Structural and Ferroelectric Transition in Few-Layer HfO2 Films by First Principles Calculations

Abstract

Abstract The discovery of ferroelectricity in HfO2-based materials with high dielectric constant has inspired tremendous research interest for next-generation electronic devices. Importantly, films structure and strain are key factors in exploration of ferroelectricity in fluorite-type oxide HfO2 films. Here we investigate the structures and strain-induced ferroelectric transition in different phases of few-layer HfO2 films (layer number N = 1–5). It is found that HfO2 films for all phases are more stable with increasing films thickness. Among them, the Pmn21 (110)-oriented film is most stable, and the films of N = 4, 5 occur with a P21 ferroelectric transition under tensile strain, resulting in polarization about 11.8 μC/cm2 along in-plane a-axis.
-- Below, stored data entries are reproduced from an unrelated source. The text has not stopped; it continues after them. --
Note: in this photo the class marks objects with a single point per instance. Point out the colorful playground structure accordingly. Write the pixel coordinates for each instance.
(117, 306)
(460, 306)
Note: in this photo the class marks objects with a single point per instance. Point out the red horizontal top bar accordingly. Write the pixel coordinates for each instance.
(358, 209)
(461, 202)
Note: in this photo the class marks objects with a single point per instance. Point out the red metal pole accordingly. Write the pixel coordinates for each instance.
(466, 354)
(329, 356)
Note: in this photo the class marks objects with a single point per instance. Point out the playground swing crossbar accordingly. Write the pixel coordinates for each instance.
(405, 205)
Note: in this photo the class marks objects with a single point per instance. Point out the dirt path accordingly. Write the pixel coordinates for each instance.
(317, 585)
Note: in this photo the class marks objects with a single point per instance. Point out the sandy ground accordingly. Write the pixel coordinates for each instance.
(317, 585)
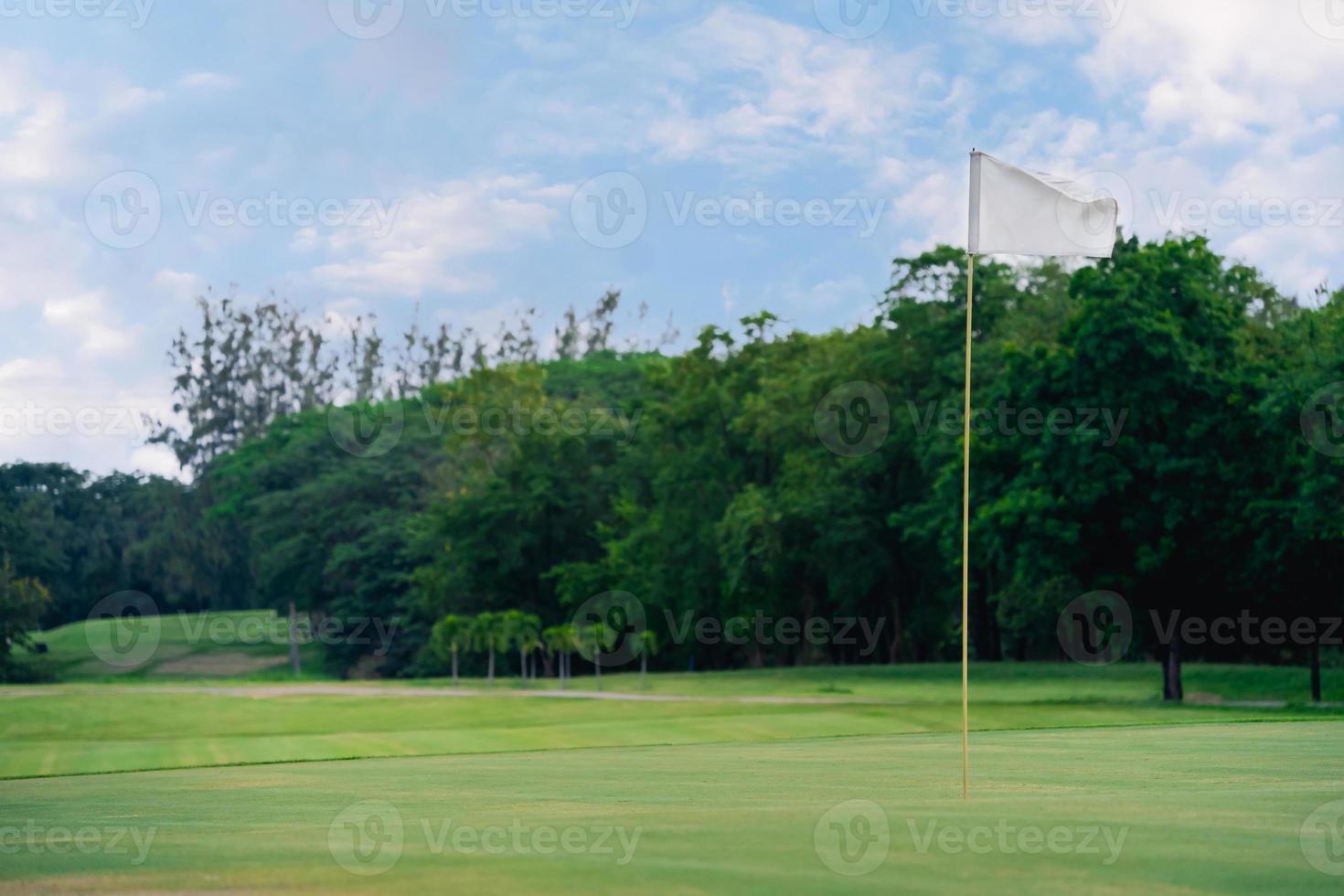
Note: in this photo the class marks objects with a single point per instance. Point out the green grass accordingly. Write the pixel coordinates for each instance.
(237, 784)
(989, 683)
(242, 645)
(1203, 809)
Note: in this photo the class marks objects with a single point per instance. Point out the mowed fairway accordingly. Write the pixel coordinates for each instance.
(514, 793)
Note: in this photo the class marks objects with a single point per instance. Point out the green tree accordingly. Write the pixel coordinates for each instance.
(22, 604)
(451, 635)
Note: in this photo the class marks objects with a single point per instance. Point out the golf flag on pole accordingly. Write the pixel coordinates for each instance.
(1017, 212)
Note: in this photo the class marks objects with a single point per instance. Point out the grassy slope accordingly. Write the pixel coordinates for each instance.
(187, 647)
(97, 729)
(1207, 809)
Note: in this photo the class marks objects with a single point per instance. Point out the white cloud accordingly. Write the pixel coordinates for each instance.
(437, 231)
(179, 283)
(1218, 71)
(784, 88)
(208, 80)
(86, 321)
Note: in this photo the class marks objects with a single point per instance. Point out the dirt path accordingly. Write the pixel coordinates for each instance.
(392, 690)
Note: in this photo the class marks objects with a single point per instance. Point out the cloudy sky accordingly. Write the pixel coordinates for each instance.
(480, 156)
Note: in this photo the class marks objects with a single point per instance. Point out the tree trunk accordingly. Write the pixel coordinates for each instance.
(293, 638)
(1316, 670)
(1171, 673)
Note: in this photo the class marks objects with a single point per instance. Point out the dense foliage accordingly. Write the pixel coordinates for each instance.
(1157, 425)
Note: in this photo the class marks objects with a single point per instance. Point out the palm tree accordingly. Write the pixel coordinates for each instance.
(560, 641)
(451, 635)
(520, 630)
(491, 635)
(648, 643)
(594, 638)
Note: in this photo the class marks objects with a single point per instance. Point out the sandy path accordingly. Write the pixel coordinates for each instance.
(392, 690)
The ferroelectric transition is caused by the strain, which induces the displacement of Hf and O atoms on the surface to non-centrosymmetric positions away from the original paraelectric positions, accompanied by the change of surface Hf–O bond lengths. More importantly, three new stable HfO2 2D structures are discovered, together with analyses of computed electronic structures, mechanical, and dielectric properties. This work provides guidance for theoretical and experimental study of the new structures and strain-tuned ferroelectricity in freestanding HfO2 films.